Danny Cox, a financial adviser with broker Hargreaves Lansdown, says: ‘We all have busy lives and it is all too easy to forget about old pensions and investment­s we may have taken out years ago. As a rule of thumb, I recommend that clients check their investment­s about once a year. They should look at the individual funds they own and see whether they are on track.

‘If your objectives have changed – for example, you plan to work longer or retire earlier than expected – then ensure your investment­s will still help

you meet your new goals. It may be that some tweaking is required. If in doubt, it may be time to seek some advice from a fee-charging investment adviser or a financial plan-ner.’

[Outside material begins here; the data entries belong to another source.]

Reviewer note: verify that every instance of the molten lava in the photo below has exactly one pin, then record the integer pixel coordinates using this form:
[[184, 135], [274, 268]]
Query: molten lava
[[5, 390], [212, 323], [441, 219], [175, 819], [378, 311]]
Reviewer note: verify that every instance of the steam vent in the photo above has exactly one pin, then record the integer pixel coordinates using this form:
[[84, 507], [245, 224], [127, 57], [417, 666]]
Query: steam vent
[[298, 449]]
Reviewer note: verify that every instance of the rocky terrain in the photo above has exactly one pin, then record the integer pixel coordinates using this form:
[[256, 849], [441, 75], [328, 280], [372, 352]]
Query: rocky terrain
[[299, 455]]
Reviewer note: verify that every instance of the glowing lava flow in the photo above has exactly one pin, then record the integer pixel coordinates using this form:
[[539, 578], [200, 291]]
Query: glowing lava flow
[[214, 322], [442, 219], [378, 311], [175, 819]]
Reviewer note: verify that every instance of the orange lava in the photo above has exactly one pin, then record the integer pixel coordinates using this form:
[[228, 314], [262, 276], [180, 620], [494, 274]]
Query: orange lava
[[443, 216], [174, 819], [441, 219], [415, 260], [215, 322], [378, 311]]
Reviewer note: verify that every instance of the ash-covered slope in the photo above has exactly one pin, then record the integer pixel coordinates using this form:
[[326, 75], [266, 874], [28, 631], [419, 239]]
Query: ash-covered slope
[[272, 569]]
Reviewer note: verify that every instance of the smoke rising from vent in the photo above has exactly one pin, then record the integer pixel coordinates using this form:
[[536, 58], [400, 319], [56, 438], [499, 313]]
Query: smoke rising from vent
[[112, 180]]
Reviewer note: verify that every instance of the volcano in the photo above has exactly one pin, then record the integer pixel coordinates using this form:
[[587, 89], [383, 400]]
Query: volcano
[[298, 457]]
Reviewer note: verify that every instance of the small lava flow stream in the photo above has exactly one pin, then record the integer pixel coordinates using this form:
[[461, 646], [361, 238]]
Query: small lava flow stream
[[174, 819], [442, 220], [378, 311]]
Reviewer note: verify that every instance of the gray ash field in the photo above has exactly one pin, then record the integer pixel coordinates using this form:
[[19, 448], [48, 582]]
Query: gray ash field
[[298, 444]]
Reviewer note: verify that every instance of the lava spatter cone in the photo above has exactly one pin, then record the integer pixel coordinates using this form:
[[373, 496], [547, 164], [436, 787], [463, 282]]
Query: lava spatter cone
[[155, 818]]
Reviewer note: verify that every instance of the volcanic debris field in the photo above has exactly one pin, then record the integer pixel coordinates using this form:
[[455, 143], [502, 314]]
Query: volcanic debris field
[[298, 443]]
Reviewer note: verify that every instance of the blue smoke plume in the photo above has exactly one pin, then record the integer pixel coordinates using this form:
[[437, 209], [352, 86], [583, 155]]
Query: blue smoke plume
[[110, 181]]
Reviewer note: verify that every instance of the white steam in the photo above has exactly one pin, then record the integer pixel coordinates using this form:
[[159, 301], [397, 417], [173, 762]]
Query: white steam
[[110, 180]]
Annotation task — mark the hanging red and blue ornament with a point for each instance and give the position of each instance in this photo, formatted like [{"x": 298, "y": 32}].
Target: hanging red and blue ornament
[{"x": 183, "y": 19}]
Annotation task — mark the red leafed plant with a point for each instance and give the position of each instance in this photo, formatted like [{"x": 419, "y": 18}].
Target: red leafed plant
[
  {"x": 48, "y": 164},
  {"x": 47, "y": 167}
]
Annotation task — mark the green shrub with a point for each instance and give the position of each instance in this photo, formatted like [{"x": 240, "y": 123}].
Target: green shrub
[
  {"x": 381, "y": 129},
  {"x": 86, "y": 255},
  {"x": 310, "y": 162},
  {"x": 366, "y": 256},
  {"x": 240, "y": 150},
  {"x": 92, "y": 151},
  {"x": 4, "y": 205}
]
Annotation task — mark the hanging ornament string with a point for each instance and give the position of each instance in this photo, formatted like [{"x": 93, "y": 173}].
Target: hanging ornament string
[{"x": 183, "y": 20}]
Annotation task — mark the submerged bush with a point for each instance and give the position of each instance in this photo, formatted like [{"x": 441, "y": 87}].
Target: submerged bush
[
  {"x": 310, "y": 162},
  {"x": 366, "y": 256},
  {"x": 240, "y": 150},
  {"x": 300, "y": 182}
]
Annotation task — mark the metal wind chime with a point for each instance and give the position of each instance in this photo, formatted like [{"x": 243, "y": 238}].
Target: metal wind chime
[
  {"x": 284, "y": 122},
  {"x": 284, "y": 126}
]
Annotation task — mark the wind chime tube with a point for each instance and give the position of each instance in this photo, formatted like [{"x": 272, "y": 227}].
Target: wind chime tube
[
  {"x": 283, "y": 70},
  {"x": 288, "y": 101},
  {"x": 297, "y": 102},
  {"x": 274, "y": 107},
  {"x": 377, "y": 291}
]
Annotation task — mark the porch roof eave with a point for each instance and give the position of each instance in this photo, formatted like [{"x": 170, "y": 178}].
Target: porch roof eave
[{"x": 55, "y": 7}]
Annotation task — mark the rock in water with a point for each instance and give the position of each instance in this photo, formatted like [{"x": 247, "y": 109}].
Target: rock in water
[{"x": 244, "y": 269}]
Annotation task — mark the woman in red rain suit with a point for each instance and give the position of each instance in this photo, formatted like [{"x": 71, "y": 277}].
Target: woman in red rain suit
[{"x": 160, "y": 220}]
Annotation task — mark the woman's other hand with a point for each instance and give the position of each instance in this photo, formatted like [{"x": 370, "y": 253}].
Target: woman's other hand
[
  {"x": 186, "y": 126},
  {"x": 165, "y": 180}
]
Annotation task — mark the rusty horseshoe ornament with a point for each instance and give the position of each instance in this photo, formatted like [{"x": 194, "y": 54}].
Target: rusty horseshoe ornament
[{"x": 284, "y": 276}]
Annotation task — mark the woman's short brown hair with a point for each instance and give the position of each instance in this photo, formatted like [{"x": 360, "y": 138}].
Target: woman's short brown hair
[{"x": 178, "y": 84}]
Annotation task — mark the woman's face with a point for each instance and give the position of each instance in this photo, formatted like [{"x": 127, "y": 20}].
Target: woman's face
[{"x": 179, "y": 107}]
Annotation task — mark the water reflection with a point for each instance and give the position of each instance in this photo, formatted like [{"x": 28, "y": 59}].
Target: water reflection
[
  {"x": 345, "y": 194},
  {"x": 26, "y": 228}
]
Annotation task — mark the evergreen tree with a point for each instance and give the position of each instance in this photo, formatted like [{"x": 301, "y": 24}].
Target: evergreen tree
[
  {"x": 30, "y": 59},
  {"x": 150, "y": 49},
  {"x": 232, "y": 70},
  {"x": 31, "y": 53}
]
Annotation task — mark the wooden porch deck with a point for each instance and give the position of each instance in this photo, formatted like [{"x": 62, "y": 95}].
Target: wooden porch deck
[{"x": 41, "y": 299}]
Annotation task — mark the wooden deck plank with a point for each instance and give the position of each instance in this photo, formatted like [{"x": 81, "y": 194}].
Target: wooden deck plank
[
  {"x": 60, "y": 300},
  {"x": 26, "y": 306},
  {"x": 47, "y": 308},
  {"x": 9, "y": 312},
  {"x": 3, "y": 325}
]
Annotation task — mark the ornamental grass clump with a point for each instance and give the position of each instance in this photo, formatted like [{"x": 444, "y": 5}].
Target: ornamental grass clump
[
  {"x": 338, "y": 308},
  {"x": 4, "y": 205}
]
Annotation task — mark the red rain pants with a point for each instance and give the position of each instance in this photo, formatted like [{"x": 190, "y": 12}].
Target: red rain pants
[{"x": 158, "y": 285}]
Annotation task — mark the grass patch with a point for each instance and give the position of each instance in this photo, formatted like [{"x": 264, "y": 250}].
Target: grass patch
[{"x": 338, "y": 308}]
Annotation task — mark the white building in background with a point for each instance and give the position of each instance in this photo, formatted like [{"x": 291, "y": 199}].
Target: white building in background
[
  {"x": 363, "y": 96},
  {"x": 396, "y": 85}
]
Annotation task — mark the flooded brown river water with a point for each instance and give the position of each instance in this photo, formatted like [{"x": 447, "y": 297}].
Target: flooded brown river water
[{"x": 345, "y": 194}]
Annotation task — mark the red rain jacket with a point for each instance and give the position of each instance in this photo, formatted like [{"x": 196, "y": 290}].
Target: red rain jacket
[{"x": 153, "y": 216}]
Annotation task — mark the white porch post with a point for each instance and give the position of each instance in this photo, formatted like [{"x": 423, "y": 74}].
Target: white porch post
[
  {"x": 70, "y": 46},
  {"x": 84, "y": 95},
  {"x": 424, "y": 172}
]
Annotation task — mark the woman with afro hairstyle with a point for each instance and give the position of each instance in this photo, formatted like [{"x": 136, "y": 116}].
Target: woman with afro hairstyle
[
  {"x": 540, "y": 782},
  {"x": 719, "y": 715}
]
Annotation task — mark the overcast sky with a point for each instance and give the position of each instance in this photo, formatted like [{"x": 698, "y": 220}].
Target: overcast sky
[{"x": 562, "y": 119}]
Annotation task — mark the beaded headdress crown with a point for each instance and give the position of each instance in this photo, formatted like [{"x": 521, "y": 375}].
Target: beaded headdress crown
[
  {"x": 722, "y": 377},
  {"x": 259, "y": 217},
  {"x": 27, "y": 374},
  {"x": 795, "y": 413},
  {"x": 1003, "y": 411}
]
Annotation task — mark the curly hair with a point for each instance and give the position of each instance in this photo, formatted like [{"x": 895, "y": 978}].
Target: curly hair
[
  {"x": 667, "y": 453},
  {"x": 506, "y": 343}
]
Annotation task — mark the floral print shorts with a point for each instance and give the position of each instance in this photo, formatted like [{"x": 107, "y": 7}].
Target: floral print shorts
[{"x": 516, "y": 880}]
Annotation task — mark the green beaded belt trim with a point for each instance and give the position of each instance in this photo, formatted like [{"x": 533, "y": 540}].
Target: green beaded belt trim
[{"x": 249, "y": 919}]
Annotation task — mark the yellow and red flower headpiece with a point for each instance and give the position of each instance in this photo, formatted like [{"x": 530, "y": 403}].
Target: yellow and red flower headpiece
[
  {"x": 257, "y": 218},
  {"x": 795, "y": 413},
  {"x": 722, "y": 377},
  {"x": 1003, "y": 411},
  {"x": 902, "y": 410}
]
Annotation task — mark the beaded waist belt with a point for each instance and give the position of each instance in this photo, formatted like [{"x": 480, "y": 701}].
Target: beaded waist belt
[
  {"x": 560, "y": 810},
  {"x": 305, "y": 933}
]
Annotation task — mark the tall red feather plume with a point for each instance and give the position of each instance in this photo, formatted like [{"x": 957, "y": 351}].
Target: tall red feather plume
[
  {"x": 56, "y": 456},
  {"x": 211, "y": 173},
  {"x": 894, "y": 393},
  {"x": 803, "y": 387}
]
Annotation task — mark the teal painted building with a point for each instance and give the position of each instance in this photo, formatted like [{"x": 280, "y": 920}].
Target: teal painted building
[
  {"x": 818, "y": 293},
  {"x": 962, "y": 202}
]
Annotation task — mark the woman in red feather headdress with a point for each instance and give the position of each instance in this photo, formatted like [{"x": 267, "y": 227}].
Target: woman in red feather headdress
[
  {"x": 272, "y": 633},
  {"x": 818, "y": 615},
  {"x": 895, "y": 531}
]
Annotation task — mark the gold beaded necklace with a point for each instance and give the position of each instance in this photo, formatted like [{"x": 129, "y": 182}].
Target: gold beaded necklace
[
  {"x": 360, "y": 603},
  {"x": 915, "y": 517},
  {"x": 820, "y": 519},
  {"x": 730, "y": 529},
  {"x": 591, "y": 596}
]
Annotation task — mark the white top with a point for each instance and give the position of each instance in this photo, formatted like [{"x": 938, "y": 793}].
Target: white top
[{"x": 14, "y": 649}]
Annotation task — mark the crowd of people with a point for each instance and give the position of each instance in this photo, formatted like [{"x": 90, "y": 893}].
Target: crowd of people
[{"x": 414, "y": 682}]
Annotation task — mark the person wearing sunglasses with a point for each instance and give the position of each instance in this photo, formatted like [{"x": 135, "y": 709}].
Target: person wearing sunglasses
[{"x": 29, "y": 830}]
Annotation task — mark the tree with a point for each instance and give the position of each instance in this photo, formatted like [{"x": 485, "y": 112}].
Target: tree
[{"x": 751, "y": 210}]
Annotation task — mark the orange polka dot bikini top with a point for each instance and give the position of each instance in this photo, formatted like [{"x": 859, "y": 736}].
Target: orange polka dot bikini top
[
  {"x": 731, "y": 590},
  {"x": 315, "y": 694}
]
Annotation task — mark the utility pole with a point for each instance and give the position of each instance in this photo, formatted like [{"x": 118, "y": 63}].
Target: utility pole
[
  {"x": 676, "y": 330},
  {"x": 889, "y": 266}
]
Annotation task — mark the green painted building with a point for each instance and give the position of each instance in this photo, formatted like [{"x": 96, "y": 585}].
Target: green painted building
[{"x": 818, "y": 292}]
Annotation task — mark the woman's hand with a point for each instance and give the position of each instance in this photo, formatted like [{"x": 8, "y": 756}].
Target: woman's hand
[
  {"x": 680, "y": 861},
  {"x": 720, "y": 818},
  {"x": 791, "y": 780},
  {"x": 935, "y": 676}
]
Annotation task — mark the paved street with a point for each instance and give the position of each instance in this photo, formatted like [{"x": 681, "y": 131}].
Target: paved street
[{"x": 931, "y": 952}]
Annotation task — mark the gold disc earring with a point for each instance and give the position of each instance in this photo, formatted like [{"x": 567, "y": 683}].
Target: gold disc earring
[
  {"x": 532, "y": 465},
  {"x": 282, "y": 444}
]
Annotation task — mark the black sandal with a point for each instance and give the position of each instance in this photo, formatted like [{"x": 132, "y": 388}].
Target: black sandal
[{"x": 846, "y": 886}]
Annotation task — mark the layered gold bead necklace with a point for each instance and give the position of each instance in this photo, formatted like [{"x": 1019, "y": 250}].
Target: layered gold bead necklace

DO NOT forget to use your tax-free Isa allowance each year. The individual tax-free limit for this financial year, which ends on April 5, is £15,240. The allowance for the next tax year, starting on April 6, rises dramatical­ly to £20,000.

CAUTIOUS and first-time investors should focus on funds that track a UK index such as the FTSE All-Share or FTSE100. The best place to buy such tracker funds is through a low-cost online investment platform run by the likes of Fidelity or Hargreaves Lansdown.

IF YOU have an appetite for greater risk and are investing for the long term, then consider the actively managed funds that are run by leading investment houses.

DRIP feeding cash into a fund each month is a good way to benefit from stock market gains and limit the effect of falls.

THE unclaimed assets register can help you track down lost investment­s. Visit uar.co.uk or call 0333 000 0182.

TO TRACE lost private and workplace pensions use the Pension Tracing Service. Visit pensiontra­cingservic­e.com or call 0800 1223 170.